INDIANAPOLIS — The American Civil Liberties Union of Indiana filed multiple public records requests with Gov. Eric Holcomb and President Donald Trump’s administration, seeking information on what the federal Bureau of Prisons and Indiana Departments of Corrections knew about the effects of COVID-19 on prisons and the communities surrounding them.
The ACLU of Indiana filed the public records requests in coordination with the national ACLU office and more than 30 affiliates, according to a press release.
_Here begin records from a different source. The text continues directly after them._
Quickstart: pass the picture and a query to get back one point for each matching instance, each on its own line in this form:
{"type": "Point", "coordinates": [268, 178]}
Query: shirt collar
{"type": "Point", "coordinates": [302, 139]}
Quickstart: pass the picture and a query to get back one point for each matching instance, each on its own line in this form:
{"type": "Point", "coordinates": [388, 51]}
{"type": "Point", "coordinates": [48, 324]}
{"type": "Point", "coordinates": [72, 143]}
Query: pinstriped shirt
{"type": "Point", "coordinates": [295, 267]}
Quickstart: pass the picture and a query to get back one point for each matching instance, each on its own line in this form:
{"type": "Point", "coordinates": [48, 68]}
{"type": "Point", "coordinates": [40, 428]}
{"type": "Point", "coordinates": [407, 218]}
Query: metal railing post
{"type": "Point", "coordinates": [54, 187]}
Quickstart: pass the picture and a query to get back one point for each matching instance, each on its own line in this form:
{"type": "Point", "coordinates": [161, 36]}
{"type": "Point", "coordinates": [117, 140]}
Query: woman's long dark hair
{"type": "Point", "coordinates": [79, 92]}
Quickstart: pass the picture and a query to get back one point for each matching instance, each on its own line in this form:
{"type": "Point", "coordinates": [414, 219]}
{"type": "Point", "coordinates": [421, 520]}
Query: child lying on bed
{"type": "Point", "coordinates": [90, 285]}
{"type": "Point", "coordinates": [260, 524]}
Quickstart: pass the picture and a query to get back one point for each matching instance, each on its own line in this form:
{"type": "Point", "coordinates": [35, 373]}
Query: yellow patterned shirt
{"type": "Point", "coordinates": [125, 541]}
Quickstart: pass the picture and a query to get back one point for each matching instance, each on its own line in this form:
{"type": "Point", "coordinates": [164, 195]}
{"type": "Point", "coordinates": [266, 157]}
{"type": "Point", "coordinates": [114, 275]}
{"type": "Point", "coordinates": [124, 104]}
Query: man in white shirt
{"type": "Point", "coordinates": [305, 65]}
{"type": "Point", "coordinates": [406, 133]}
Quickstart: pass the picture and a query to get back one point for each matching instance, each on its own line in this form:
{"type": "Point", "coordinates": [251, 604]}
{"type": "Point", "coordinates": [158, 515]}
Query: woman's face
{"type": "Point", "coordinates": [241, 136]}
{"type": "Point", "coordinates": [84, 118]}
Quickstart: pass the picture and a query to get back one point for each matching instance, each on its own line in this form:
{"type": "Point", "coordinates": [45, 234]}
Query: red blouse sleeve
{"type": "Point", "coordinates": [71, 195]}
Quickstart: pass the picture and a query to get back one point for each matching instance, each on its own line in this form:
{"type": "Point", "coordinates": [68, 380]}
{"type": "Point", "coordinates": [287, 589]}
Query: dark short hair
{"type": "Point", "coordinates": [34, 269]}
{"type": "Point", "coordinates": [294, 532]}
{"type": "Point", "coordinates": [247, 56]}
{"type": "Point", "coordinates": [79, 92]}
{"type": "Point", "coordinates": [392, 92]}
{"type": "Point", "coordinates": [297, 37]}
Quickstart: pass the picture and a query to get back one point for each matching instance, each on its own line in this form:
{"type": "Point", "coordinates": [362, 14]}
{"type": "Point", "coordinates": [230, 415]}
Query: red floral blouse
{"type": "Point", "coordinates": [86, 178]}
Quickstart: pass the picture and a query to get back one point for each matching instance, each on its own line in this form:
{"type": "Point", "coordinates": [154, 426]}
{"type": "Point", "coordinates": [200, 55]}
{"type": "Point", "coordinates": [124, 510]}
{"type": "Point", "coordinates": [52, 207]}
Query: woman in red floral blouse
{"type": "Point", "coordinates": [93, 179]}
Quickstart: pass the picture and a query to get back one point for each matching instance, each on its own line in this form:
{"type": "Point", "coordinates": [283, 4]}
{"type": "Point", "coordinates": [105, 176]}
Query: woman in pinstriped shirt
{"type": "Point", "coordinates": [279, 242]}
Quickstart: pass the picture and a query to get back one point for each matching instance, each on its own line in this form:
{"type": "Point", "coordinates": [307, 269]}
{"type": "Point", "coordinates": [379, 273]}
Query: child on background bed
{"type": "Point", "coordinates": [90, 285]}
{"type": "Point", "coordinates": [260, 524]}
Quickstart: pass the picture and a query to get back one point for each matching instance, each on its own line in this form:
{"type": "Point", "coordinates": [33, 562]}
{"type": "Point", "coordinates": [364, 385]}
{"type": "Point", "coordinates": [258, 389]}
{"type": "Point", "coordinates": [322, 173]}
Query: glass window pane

For weeks, the ACLU has pushed for some people in jails or prisons to be released to help slow the spread of COVID-19 in those populations. Holcomb has refused all requests to do that.
The ACLU said the records it wants will “expose whether and when Governor Holcomb first understood the magnitude of the risk that COVID-19 posed to people living and working in state and federal prisons and the surrounding communities,” among other things.
“Public health experts have rung multiple alarm bells about the spread of COVID-19 in our prison system. Despite those warnings, the depopulation of jails, prisons, and other detention facilities continues too slowly to avoid catastrophe.” said Jane Henegar, executive director at the ACLU of Indiana. “Our FOIA requests will show what Governor Holcomb and IDOC knew about the impacts of COVID-19 on our prison system ahead of its spread, and what they failed to discover by relying on faulty models.”
A spokesperson with the governor’s office provided the following statement:
"We regularly receive public records request and fulfill them according to the law."